Das Ende des Jahres ist dazu da, Vorsätze zu formulieren, um sie einige Wochen später zu brechen. Unser Autor widmet dieses Jahr den Wiederholungen.

Alle Jahre wieder: Neujahrsschwimmen im Schleichersee bei Jena, Thüringen Foto: Andrew Mathews/dpa

W eil meine Kolumne so schön auf den Jahresbeginn datiert ist, wollte ich eigentlich über Vorsätze zum neuen Jahr schreiben. Weil die mich jedes Jahr aufs Neue beschäftigen: Immer geistert da ein Wunsch nach Veränderung herum, dem ich nicht traue, weil ich ihn unrealistisch, selbstoptimierungswahnsinnig oder gleich verlogen finde, weshalb ich ihn verwerfe, nur um danach festzustellen, dass ich es ganz ohne auch nicht schaffe, mich für die Zukunft zu motivieren.

Weil ich mich vor dem Schreiben vage daran erinnert habe, dass ich manche Gedanken doch irgendwann schon einmal hatte und deshalb bereits verschriftlicht haben könnte, habe ich zur Sicherheit im Archiv nachgeschaut. Und siehe da, eine Kolumne vom Januar des vergangenen Jahres mit dem ironisch übersteigerten Titel „Vorsätze sind für Systemopfer“. Das brachte mich dann aber zum Glück auf das Thema, über das ich nun ersatzweise schreibe: die Wiederholung.

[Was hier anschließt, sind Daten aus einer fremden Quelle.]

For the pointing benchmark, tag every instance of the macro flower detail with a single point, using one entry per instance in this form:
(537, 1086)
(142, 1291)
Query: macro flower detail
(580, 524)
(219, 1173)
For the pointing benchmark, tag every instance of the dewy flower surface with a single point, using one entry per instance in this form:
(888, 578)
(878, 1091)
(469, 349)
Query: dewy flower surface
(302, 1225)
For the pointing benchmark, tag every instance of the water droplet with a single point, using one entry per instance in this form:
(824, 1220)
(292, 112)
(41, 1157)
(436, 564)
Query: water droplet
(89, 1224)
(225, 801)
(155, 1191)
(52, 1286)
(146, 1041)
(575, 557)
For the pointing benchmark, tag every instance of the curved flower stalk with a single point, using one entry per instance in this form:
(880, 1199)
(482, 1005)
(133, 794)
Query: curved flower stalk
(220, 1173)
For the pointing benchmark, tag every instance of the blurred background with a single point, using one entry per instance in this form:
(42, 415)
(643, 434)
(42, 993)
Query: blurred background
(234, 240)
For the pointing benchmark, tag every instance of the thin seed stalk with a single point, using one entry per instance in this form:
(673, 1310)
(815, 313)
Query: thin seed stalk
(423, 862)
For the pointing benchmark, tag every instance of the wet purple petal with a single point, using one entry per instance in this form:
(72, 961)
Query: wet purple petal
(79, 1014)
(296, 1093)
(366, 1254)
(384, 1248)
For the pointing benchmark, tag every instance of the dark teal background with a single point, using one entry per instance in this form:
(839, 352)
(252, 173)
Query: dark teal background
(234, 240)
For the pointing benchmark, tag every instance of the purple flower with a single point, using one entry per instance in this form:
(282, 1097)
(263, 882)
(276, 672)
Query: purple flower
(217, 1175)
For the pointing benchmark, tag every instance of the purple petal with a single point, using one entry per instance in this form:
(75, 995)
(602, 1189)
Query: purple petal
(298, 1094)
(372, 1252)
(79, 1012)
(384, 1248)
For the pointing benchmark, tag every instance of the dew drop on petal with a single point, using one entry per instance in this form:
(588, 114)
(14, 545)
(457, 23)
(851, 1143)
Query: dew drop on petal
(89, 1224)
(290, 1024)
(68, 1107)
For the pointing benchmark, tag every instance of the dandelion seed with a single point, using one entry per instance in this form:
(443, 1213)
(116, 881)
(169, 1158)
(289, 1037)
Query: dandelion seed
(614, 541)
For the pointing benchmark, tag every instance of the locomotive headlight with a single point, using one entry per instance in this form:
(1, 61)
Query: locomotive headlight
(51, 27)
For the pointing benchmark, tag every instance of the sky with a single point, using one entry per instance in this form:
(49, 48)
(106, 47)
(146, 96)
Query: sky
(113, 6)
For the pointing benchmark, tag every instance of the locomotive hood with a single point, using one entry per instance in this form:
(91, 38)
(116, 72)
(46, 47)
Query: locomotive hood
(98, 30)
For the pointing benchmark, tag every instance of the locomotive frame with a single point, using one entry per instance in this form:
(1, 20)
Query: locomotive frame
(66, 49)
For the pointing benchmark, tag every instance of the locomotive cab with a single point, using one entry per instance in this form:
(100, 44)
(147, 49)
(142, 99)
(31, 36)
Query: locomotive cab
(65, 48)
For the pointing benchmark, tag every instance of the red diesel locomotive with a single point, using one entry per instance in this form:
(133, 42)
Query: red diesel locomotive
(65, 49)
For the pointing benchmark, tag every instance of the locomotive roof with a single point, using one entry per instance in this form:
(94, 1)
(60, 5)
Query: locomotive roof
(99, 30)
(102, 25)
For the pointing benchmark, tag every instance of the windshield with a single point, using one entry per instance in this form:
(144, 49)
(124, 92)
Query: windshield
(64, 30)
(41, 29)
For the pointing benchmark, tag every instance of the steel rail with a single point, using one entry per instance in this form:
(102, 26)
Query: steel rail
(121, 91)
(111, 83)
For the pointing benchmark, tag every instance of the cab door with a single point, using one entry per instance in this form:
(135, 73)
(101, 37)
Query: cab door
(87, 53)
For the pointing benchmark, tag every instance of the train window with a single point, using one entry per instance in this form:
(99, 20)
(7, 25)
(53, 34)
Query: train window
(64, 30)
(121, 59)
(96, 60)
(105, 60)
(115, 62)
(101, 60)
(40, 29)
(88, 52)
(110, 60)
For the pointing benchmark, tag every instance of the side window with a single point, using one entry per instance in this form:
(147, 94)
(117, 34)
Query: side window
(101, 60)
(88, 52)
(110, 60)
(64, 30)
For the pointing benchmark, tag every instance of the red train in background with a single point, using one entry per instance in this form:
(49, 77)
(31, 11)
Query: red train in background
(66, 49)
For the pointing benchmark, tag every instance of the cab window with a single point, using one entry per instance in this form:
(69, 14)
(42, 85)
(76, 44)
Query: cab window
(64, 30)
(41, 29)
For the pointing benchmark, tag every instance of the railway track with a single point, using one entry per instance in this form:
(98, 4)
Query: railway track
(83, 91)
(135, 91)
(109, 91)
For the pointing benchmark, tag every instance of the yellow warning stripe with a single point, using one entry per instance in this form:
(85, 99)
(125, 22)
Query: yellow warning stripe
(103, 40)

Denn die ist ja das eigentliche Problem, das über allem schwebt, was jetzt zum Jahreswechsel an Unbehagen und inneren Konflikten hochkommt. Die Neujahrsvorsätze sind dabei nur ein Element des immergleichen Zyklus namens Jahr, auf das dann früher oder später weitere Elemente wie zum Beispiel Nichteinhaltung der Vorsätze, Enttäuschung und Frust folgen. Oder man zieht vielleicht doch mal ein Vorhaben durch und freut sich, aber merkt dann, dass sich trotzdem nicht auf einmal alles im Leben verändert.

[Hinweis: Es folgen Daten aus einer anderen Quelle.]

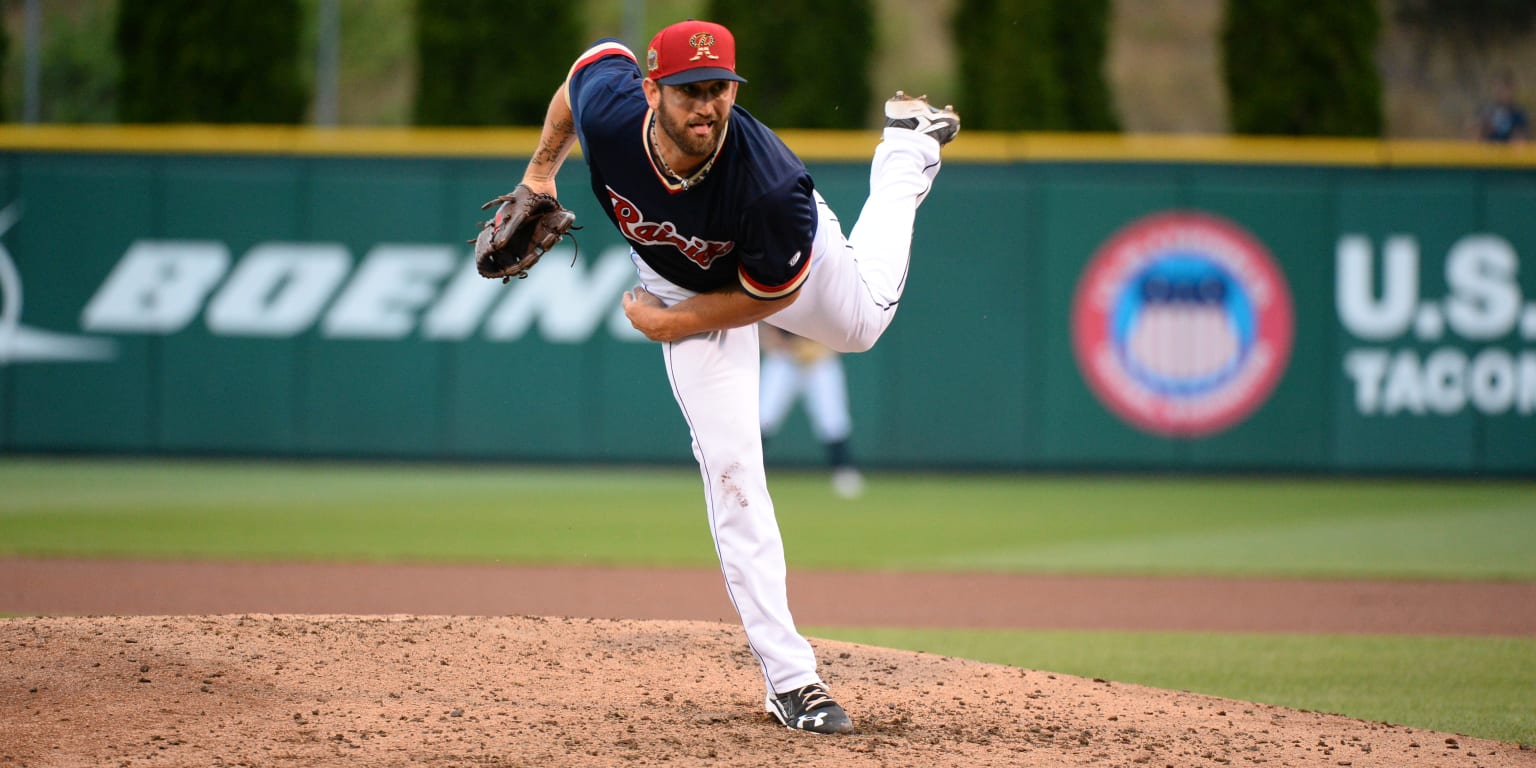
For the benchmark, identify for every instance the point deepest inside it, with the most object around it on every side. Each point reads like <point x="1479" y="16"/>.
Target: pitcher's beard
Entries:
<point x="690" y="143"/>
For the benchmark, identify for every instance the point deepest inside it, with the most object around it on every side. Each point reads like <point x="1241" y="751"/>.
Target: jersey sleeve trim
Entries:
<point x="602" y="48"/>
<point x="771" y="292"/>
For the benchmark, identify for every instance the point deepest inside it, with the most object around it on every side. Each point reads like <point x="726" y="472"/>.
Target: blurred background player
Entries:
<point x="1502" y="120"/>
<point x="799" y="369"/>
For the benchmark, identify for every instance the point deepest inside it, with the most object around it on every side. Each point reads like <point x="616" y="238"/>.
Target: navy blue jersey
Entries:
<point x="748" y="221"/>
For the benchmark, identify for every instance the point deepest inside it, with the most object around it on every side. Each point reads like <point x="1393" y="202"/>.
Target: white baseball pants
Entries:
<point x="845" y="303"/>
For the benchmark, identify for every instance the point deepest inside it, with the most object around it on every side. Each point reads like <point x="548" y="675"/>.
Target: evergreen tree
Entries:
<point x="470" y="74"/>
<point x="802" y="74"/>
<point x="1303" y="68"/>
<point x="1034" y="65"/>
<point x="198" y="62"/>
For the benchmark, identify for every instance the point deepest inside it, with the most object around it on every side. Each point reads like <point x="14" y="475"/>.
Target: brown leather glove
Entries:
<point x="526" y="226"/>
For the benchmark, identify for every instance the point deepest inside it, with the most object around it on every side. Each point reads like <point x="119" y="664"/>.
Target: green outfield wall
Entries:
<point x="1074" y="303"/>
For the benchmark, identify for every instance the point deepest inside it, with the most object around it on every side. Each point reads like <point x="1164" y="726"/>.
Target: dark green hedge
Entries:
<point x="807" y="62"/>
<point x="1303" y="68"/>
<point x="492" y="62"/>
<point x="1034" y="65"/>
<point x="211" y="62"/>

Thriller wird zum Horrorfilm

Dann gibt einem die Realität eine laut klatschende Nackenschelle. Und bevor man die geplatzten Hoffnungen verarbeiten konnte, erwischt man sich beim Herbstspaziergang wieder dabei, wie man erst beiläufig und dann ganz explizit über neue Neujahrsvorsätze fantasiert. Es sei denn, man hat das Hoffen nach vielen Wiederholungsschleifen grundsätzlich aufgegeben, was kurzfristig Entlastung versprechen mag, langfristig aber überhaupt nicht gesund ist.

Neues Jahr, gleicher Film – nur dass der Film immer noch ein bisschen brutaler wird, sich von einem in Teenagerjahren schon gruseligen Thriller zum schrecklichen Horrorfilm im erwachsenen Blick auf die Welt und sich selbst ausbaut. Neu ist höchstens, dass mit jedem Jahr noch eine weitere gesellschaftliche Krise hinzukommt oder zumindest noch ein weiterer verheerender Krieg. Wer soll das auf Dauer aushalten?

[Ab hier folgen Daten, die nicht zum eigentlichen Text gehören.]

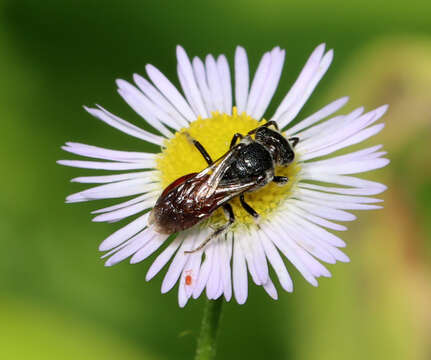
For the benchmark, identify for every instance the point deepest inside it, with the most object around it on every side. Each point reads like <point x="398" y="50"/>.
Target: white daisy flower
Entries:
<point x="296" y="219"/>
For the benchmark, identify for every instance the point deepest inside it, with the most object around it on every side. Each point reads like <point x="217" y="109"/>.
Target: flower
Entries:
<point x="295" y="218"/>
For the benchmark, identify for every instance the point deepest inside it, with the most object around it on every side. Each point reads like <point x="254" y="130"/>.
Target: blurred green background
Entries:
<point x="58" y="301"/>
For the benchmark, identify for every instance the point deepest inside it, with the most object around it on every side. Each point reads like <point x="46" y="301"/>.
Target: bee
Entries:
<point x="247" y="166"/>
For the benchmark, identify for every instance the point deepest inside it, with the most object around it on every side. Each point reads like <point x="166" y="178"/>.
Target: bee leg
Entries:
<point x="294" y="140"/>
<point x="235" y="139"/>
<point x="231" y="216"/>
<point x="248" y="208"/>
<point x="268" y="124"/>
<point x="280" y="180"/>
<point x="200" y="148"/>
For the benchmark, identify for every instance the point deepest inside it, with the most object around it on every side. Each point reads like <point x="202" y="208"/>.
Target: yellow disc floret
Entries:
<point x="179" y="157"/>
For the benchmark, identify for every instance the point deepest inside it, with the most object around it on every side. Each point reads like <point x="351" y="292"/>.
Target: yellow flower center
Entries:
<point x="180" y="157"/>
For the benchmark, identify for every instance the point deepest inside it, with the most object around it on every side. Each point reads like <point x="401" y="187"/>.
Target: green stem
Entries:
<point x="206" y="348"/>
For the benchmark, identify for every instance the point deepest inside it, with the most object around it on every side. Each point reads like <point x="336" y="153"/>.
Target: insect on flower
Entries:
<point x="246" y="167"/>
<point x="277" y="189"/>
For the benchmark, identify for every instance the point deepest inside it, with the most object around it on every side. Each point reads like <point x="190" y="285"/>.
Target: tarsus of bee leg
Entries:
<point x="200" y="148"/>
<point x="229" y="213"/>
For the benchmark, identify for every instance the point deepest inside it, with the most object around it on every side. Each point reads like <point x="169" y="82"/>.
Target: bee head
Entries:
<point x="279" y="147"/>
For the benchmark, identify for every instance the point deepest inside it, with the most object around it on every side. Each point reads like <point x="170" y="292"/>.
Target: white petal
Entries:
<point x="138" y="241"/>
<point x="124" y="234"/>
<point x="270" y="289"/>
<point x="142" y="106"/>
<point x="106" y="154"/>
<point x="125" y="212"/>
<point x="204" y="272"/>
<point x="145" y="164"/>
<point x="170" y="92"/>
<point x="258" y="82"/>
<point x="150" y="175"/>
<point x="114" y="190"/>
<point x="225" y="258"/>
<point x="177" y="120"/>
<point x="276" y="262"/>
<point x="318" y="116"/>
<point x="214" y="83"/>
<point x="271" y="82"/>
<point x="179" y="260"/>
<point x="241" y="79"/>
<point x="163" y="258"/>
<point x="309" y="75"/>
<point x="355" y="139"/>
<point x="201" y="78"/>
<point x="239" y="274"/>
<point x="284" y="244"/>
<point x="148" y="249"/>
<point x="371" y="190"/>
<point x="194" y="97"/>
<point x="124" y="126"/>
<point x="224" y="74"/>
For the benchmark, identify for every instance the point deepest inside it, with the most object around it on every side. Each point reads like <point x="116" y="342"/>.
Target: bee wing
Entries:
<point x="218" y="169"/>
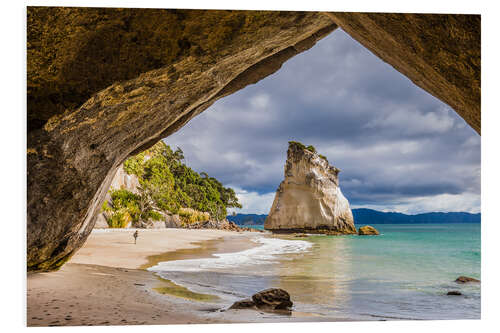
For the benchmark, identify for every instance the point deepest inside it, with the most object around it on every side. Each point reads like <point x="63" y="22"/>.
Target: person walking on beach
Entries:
<point x="136" y="234"/>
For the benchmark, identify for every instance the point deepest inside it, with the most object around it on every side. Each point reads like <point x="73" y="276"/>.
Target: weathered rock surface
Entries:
<point x="274" y="299"/>
<point x="367" y="230"/>
<point x="106" y="83"/>
<point x="466" y="279"/>
<point x="246" y="303"/>
<point x="309" y="199"/>
<point x="270" y="300"/>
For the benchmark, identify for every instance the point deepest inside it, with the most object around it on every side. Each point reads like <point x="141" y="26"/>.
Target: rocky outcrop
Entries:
<point x="466" y="279"/>
<point x="367" y="230"/>
<point x="309" y="199"/>
<point x="269" y="299"/>
<point x="106" y="83"/>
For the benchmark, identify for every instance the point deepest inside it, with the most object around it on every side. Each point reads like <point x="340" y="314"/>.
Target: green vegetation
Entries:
<point x="310" y="148"/>
<point x="167" y="186"/>
<point x="168" y="287"/>
<point x="302" y="146"/>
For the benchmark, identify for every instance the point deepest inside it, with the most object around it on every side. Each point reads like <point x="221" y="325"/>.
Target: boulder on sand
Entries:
<point x="269" y="299"/>
<point x="367" y="230"/>
<point x="274" y="298"/>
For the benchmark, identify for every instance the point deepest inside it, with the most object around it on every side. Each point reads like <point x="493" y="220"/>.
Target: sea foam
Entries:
<point x="266" y="253"/>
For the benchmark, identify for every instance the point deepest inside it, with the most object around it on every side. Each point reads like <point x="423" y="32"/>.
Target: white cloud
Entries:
<point x="253" y="202"/>
<point x="464" y="202"/>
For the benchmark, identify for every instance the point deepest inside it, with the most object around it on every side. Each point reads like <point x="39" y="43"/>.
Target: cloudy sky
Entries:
<point x="399" y="148"/>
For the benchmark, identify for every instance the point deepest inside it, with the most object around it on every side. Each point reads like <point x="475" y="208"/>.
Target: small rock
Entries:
<point x="367" y="230"/>
<point x="243" y="304"/>
<point x="274" y="298"/>
<point x="465" y="279"/>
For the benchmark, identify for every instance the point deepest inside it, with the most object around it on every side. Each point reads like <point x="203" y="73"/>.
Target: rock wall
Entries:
<point x="440" y="53"/>
<point x="309" y="199"/>
<point x="106" y="83"/>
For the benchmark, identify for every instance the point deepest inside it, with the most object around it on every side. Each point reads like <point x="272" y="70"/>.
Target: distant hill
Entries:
<point x="371" y="216"/>
<point x="247" y="219"/>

Der Umgang mit dieser unbequemen Frage, ist natürlich auch etwas, das sich wiederholt. Während die B-Promis der Nation ihre unkreativen und naiven Neujahrswünsche auf Porträtaufnahmen ihrer selbst kritzeln und diese dann online als Kacheln in Kalenderspruchoptik verbreiten, kommt von linker Seite genauso verlässlich der jährliche Hinweis auf den italienischen Marxisten Antonio Gramsci, der geschrieben hat, dass Jahreswechsel „zum Verlust des Sinns für die Kontinuität des Lebens und des Geists“ führten.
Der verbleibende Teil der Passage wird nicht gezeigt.